Reply to post: Re: Alternative security measures

Intel SGX 'safe' room easily trashed by white-hat hacking marauders: Enclave malware demo'd


Re: Alternative security measures

I should probably clarify, to show at least “incomplete” ignorance.

I do know that Linux today allows 8MB stack per thread, which blows way past 256k total stack....

My point is - OS design encodes a set of decision making based on a history of CPU microarchitecure, particularly Intel and AMD. This looks “cost-free” on current architectures with stack mapped into main memory, but it is turning out to be very costly from a security perspective.

Are such large stack sizes really needed, or are we just encouraging greedy developer practices. Being controversial (and I know there are people who *love* recursion), if I discovered my team were writing something that required even 1M stack, I would be really worried.
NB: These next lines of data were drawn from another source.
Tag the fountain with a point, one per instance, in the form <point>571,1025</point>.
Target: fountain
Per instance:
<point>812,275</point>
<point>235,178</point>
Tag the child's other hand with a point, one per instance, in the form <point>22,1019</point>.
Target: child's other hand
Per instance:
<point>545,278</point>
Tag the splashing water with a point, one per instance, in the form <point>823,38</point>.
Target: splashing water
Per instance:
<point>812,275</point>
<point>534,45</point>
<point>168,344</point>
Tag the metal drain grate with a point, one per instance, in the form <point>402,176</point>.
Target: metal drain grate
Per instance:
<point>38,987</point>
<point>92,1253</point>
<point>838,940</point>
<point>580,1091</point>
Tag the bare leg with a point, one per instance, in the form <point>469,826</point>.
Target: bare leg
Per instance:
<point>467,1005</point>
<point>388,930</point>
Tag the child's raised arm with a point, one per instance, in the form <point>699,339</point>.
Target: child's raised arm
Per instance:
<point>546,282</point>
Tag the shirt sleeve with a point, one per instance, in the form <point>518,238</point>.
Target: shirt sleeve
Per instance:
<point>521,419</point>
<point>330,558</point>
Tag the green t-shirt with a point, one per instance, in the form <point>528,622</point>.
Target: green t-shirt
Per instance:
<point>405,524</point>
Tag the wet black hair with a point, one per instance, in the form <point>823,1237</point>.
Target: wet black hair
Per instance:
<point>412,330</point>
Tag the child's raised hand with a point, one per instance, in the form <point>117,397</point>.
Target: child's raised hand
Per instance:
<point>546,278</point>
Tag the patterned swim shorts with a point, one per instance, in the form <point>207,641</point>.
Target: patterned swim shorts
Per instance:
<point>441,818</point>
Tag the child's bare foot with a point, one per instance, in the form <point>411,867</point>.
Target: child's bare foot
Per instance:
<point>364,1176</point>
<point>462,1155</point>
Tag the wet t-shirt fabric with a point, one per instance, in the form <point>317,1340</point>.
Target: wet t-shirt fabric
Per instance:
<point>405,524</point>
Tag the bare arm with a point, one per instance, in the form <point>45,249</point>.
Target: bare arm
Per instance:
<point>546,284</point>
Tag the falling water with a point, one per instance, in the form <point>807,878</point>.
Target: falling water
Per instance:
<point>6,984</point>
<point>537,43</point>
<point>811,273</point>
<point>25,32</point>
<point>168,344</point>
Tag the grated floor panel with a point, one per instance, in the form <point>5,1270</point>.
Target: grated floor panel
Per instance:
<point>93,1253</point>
If 1M, what are the edge cases that it needs 2M? Or 20M? It seems to me like an accident waiting to happen, without fairly severe numerical analysis, especially when an unrelated team adds an unrelated feature in object-oriented fashion two years later.

If instead, we prioritised security, and accepted hardware limitations on stack-size. Trade-off, on the one hand a majority of metal-level security issues are prevented. Maintenance becomes much cheaper downstream. On the other hand, Linux and Win have to change thread stack-size, and a bunch of legacy applications containing bloated stack assumptions need to be re-spun. Would there be a net benefit for the industry in theory, even if it difficult to get there from here.